As the name suggests, the game happens – outside – in February, whatever the climate. It started during the 1960s (the exact beginnings are somewhat lost in the fogs of time) because of a bet by the late Bertie Joel, an unbelievable robust of London club cricket, about whether it was either conceivable or bearable to play cricket in the snow. In the fifty or so years from that point forward, February Numb-skulls has without a doubt been arranged in the snow, as well as hail, mist, slush, frigid temperatures, and heavy downpour. Anything the meteorology, the players stay on the field all through.

Nowadays, Blockheads is controlled by Bertie’s girl Mandie Adams McGuire, in help of the David Adams Leukemia Allure Asset, a foundation she laid out in the memory of her eponymous late spouse. Throughout the course of recent years, the Asset has raised more than £1 million to pay for leukemia treatment and offices at London’s Imperial Marsden Emergency clinic – the establishment which had the option to draw out David’s life by two years after his finding with the sickness.

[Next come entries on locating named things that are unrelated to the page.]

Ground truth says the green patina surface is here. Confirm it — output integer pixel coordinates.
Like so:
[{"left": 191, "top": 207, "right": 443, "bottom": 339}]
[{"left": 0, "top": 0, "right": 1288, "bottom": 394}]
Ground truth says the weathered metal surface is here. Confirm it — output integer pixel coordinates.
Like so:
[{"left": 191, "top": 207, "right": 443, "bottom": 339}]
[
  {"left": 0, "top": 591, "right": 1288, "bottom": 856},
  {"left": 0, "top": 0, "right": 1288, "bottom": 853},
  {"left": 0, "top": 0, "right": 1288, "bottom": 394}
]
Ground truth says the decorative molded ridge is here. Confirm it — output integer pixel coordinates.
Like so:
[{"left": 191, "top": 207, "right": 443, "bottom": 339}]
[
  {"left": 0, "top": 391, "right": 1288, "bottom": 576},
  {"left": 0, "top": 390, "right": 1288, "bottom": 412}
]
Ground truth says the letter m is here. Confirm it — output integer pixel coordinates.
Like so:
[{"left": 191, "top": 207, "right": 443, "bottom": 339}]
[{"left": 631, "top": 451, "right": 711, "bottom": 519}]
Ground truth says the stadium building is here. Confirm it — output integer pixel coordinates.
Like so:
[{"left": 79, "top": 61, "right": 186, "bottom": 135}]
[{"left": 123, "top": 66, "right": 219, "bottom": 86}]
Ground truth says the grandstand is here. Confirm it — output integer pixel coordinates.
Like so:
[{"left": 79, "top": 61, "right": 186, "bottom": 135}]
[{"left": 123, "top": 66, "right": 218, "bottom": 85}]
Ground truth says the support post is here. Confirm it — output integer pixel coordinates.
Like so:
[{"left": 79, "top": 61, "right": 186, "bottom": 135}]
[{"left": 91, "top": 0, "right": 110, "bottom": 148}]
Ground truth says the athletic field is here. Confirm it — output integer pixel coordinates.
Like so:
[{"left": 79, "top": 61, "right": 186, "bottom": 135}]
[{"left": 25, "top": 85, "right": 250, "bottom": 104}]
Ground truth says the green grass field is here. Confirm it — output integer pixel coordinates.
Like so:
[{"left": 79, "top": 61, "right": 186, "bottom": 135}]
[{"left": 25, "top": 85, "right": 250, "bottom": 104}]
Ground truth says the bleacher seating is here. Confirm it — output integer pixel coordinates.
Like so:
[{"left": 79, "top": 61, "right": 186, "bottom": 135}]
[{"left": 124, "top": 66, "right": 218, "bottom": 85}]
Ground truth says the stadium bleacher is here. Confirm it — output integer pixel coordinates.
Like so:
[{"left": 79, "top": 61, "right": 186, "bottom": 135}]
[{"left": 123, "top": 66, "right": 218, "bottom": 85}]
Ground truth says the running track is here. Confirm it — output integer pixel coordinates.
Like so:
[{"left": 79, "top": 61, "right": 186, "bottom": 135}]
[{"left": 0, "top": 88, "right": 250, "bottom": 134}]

February Blockheads is inexactly challenged between a group of entertainers

A group of telecasters, and I have the honor of captaining the last option in the 2014 match, this Sunday, 23rd February. There are in every case a few eminent names in real life, who over the course of the years have included Peter O’Toole, Chris Tarrant, Robert Powell, Nicholas Parsons, Steve Mangan, Greg James, Jim Carter, Colin Salmon, and Max Rushden from Sky’s Soccer AM. So on the off chance that you’re in south west London this Sunday evening, do come around to investigate.

Yet, while we’re regarding the matter of cricket in odd spots or odd seasons, we’d very much want to hear your own accounts. Where’s the most impossible or unfavorable scene wherein you’ve played a cricket match? When did you observe chances being defeated to get a match on? Furthermore, what was the most obviously awful climate you played through? Our game would be a lot less fortunate without its knick-knacks, so inform us regarding yours.